J’aimerais avoir la même tenue. Loin de Beyrouth, j’éprouve une inquiétude sèche et aride. Sitôt levée, je me précipite sur les nouvelles du Liban et du Proche-Orient. Quand je suis à Beyrouth, je ne lis rien, je vis, c’est une autre manière de s’informer.

En juillet 2006, j’ai été « bloquée » à Paris, c’était le début de la guerre de 33 jours qui opposa Israël au Hezbollah. Debout dans une cabine téléphonique, j’écoutais mes parents me raconter qu’ils n’avaient plus d’eau, plus d’électricité, qu’ils avaient plié les tapis, rangé les objets fragiles et qu’ils attendaient dans le vestibule. Il faisait beau, des passants vaquaient à leurs occupations, c’était la première fois que je vivais la guerre de loin. Au bout de quelques jours, j’ai été frappée par un « réflexe de pénurie ». Le matin, je me levais plus tôt, craignant qu’il n’y ait pas de bus et quand je rentrais chez moi, j’étais étonnée qu’il y ait de l’électricité à la maison. La guerre est inscrite dans nos corps et nos esprits.

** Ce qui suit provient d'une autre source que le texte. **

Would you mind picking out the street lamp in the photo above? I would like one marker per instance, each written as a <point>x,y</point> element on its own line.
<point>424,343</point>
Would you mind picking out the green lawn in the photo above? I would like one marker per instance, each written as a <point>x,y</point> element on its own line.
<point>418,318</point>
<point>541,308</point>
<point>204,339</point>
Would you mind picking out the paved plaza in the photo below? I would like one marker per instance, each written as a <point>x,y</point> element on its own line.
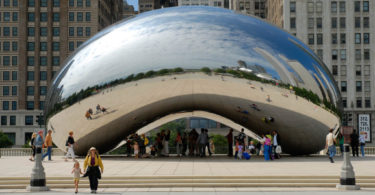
<point>203,191</point>
<point>214,166</point>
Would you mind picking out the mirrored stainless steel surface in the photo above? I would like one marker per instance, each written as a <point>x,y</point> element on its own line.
<point>193,59</point>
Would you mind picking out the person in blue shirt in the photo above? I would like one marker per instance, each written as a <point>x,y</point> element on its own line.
<point>38,143</point>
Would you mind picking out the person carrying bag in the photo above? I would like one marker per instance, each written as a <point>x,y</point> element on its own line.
<point>92,164</point>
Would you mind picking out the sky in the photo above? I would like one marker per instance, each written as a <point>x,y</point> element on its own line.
<point>134,3</point>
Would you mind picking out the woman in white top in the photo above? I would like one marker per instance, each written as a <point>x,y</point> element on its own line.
<point>362,142</point>
<point>330,145</point>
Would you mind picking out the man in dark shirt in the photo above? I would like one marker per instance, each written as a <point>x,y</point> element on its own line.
<point>354,142</point>
<point>242,136</point>
<point>230,142</point>
<point>70,144</point>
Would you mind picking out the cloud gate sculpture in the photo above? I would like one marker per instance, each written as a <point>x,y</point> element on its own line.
<point>189,59</point>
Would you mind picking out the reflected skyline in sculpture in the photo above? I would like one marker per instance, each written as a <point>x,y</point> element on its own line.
<point>184,50</point>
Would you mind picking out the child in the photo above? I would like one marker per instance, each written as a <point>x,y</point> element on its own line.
<point>136,149</point>
<point>153,151</point>
<point>236,149</point>
<point>77,172</point>
<point>246,154</point>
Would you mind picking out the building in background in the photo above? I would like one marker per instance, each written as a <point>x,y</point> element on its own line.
<point>213,3</point>
<point>342,34</point>
<point>250,7</point>
<point>128,10</point>
<point>35,37</point>
<point>168,3</point>
<point>148,5</point>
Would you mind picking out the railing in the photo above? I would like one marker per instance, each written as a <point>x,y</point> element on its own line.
<point>368,150</point>
<point>26,152</point>
<point>172,150</point>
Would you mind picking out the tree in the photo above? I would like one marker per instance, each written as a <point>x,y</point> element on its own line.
<point>4,141</point>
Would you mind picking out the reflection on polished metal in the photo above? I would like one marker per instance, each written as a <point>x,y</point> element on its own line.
<point>187,59</point>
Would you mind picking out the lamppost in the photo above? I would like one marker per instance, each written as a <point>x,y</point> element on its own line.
<point>38,177</point>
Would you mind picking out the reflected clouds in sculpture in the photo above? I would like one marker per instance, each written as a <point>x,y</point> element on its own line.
<point>197,47</point>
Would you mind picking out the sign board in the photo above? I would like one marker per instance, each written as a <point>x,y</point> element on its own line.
<point>346,131</point>
<point>364,125</point>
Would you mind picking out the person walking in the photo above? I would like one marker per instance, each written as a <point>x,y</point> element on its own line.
<point>340,139</point>
<point>241,136</point>
<point>362,142</point>
<point>33,136</point>
<point>201,141</point>
<point>77,174</point>
<point>48,144</point>
<point>230,142</point>
<point>208,143</point>
<point>91,166</point>
<point>38,143</point>
<point>166,142</point>
<point>276,142</point>
<point>266,146</point>
<point>70,144</point>
<point>184,143</point>
<point>354,143</point>
<point>330,145</point>
<point>178,142</point>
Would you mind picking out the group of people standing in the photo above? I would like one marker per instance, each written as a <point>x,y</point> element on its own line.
<point>355,141</point>
<point>187,143</point>
<point>268,146</point>
<point>99,109</point>
<point>38,141</point>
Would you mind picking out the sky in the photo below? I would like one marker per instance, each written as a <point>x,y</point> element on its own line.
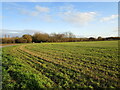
<point>84,19</point>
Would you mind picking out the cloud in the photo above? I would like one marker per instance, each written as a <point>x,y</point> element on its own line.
<point>78,18</point>
<point>14,33</point>
<point>105,19</point>
<point>71,15</point>
<point>42,9</point>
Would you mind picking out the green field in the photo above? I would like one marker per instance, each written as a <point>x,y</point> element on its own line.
<point>61,65</point>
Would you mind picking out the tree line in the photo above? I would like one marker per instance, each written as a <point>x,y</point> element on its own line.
<point>54,37</point>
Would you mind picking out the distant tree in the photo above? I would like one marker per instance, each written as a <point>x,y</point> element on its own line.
<point>28,38</point>
<point>100,38</point>
<point>21,40</point>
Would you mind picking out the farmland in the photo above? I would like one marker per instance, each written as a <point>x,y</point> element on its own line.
<point>61,65</point>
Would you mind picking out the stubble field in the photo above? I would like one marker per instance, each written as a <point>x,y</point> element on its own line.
<point>61,65</point>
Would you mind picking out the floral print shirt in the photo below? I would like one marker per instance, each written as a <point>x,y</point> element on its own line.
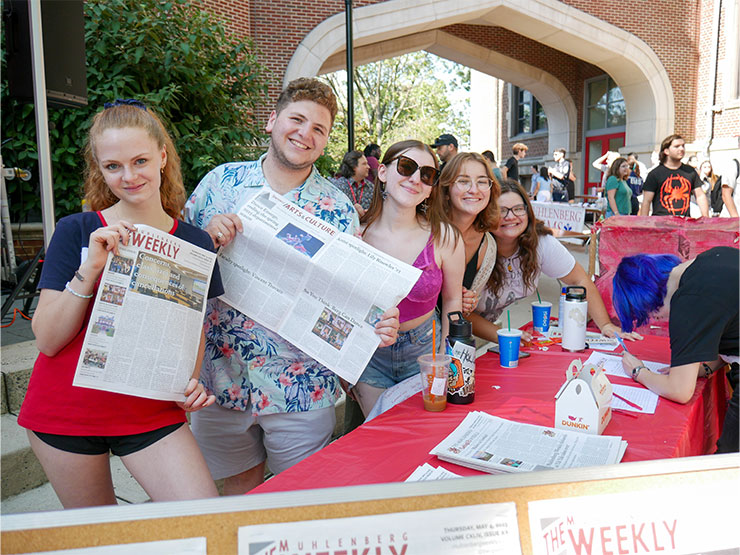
<point>243,360</point>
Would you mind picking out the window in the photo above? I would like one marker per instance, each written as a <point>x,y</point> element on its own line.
<point>604,104</point>
<point>529,117</point>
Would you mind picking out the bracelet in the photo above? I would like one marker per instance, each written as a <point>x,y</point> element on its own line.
<point>76,294</point>
<point>636,372</point>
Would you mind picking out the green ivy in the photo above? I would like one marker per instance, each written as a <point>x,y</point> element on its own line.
<point>172,55</point>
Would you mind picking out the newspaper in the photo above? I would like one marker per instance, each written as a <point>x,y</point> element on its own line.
<point>319,288</point>
<point>492,444</point>
<point>147,319</point>
<point>426,472</point>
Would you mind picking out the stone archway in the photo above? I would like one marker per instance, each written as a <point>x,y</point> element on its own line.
<point>391,28</point>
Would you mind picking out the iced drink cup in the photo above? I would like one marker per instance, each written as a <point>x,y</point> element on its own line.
<point>434,373</point>
<point>508,347</point>
<point>541,316</point>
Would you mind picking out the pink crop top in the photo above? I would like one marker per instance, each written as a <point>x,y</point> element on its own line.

Vendredi 12, ma mère m’a dit : « Je te ramène à l’aéroport », comme si c’était là que j’habitais. Mes parents, comme beaucoup de parents libanais, ont souhaité un avenir meilleur pour leurs enfants, loin du pays. Ils sont heureux de nous savoir « à l’abri » et souffrent de cet éloignement. Au moment de m’étreindre, ma mère m’a dit : « Toi, quoi qu’il t’arrive, tu reviendras toujours. » Il n’empêche que je suis partie, les laissant seuls, si près d’un gigantesque brasier.